CVE-2023-49846: 
WordPress vulnerability analysis and mitigation

The Author Avatars List/Block WordPress plugin contains a Cross-site Scripting (XSS) vulnerability identified as CVE-2023-49846. The vulnerability affects versions up to 2.1.17 and allows for Stored XSS attacks due to improper neutralization of input during web page generation. The issue was discovered by Ngô Thiên An (ancorn_) and was publicly disclosed on December 6, 2023 (Patchstack).

The vulnerability stems from insufficient validation and escaping of shortcode attributes before they are output back in a page or post where the shortcode is embedded. The severity is rated as MEDIUM with a CVSS v3.1 base score of 5.4 (CVSS:3.1/AV:N/AC:L/PR:L/UI:R/S:C/C:L/I:L/A:N) according to NVD, while Patchstack rates it at 6.5 (CVSS:3.1/AV:N/AC:L/PR:L/UI:R/S:C/C:L/I:L/A:L). The vulnerability is classified under CWE-79: Improper Neutralization of Input During Web Page Generation (WPScan).
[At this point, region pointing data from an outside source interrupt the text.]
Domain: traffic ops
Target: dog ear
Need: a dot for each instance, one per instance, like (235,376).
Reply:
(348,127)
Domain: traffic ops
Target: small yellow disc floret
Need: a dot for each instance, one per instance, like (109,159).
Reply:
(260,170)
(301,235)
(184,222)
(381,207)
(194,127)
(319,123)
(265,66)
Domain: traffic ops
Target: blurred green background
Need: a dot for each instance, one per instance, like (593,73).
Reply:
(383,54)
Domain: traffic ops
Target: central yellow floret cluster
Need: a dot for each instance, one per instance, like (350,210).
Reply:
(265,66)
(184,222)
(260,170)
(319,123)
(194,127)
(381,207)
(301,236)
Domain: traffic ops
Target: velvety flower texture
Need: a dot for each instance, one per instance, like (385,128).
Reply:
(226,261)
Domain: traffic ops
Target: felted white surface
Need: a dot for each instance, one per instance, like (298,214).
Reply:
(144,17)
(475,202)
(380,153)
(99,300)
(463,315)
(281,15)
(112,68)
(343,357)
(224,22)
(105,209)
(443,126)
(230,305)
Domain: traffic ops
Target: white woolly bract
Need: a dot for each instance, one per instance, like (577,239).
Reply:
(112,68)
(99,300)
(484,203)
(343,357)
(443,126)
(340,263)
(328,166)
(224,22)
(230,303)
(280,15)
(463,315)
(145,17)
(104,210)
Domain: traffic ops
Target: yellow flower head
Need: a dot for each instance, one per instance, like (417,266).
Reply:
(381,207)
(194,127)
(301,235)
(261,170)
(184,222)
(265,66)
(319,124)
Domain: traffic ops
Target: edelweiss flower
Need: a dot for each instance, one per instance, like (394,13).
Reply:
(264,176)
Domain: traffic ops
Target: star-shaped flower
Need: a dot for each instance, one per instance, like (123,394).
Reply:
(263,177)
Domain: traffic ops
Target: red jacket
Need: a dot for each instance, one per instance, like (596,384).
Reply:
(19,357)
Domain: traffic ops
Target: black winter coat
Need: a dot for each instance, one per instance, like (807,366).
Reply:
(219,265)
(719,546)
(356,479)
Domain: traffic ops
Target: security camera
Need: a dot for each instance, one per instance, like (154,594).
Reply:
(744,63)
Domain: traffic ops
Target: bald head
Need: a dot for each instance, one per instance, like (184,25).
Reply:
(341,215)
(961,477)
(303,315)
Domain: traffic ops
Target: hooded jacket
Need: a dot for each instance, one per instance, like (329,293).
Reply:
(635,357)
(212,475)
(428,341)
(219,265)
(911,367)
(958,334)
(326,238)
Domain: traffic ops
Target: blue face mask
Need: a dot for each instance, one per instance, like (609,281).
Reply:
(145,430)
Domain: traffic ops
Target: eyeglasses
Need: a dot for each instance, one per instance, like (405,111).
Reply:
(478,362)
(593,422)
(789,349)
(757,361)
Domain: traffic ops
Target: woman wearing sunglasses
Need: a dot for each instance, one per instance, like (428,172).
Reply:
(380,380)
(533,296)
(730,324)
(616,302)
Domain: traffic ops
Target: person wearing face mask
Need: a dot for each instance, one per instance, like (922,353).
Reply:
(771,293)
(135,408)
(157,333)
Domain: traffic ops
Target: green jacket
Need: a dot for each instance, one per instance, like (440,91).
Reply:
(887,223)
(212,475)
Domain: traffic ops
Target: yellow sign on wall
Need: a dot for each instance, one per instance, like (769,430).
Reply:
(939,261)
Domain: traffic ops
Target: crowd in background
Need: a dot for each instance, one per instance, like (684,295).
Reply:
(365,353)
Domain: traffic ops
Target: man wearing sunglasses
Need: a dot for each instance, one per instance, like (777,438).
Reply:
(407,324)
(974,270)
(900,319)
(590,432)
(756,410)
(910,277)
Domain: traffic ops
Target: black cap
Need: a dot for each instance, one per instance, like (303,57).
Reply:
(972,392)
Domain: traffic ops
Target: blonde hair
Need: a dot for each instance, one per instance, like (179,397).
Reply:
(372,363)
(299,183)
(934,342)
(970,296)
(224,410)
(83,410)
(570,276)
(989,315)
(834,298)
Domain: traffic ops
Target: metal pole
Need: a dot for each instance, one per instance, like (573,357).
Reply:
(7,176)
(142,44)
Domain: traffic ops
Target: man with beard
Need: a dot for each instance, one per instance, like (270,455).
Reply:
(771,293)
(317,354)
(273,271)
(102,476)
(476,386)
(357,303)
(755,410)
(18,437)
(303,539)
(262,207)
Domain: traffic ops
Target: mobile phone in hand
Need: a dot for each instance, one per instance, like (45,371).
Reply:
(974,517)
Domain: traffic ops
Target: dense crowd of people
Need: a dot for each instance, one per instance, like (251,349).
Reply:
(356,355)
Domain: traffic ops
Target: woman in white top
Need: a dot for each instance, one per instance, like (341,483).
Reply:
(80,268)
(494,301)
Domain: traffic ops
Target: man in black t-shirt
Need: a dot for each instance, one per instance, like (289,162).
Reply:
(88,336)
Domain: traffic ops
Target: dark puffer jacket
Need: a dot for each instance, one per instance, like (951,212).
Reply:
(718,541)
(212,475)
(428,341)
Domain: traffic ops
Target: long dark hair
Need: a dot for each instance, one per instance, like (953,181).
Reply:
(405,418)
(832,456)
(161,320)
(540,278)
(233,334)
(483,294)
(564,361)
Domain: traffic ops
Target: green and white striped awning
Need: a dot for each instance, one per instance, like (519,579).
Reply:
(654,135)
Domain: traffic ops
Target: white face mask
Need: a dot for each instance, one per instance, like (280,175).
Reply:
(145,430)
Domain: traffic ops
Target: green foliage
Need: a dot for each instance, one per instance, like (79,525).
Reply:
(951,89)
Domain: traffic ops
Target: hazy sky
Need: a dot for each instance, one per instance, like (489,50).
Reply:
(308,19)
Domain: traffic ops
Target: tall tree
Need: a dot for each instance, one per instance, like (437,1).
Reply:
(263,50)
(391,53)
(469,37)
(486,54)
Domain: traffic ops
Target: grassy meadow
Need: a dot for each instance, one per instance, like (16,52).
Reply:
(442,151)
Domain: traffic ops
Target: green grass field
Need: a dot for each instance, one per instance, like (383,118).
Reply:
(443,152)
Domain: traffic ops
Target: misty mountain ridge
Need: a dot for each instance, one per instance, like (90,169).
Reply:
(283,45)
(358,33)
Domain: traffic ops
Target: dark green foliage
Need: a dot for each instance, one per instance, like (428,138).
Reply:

The vulnerability allows users with contributor-level permissions and above to perform Stored Cross-Site Scripting attacks. When successfully exploited, attackers can inject malicious scripts that will execute whenever a user accesses an affected page, potentially leading to the injection of malicious scripts, redirects, advertisements, and other HTML payloads (Patchstack).

The vulnerability has been patched in version 2.1.19 of the Author Avatars List/Block plugin. Site administrators are advised to update to this version or later to remediate the security issue (Patchstack).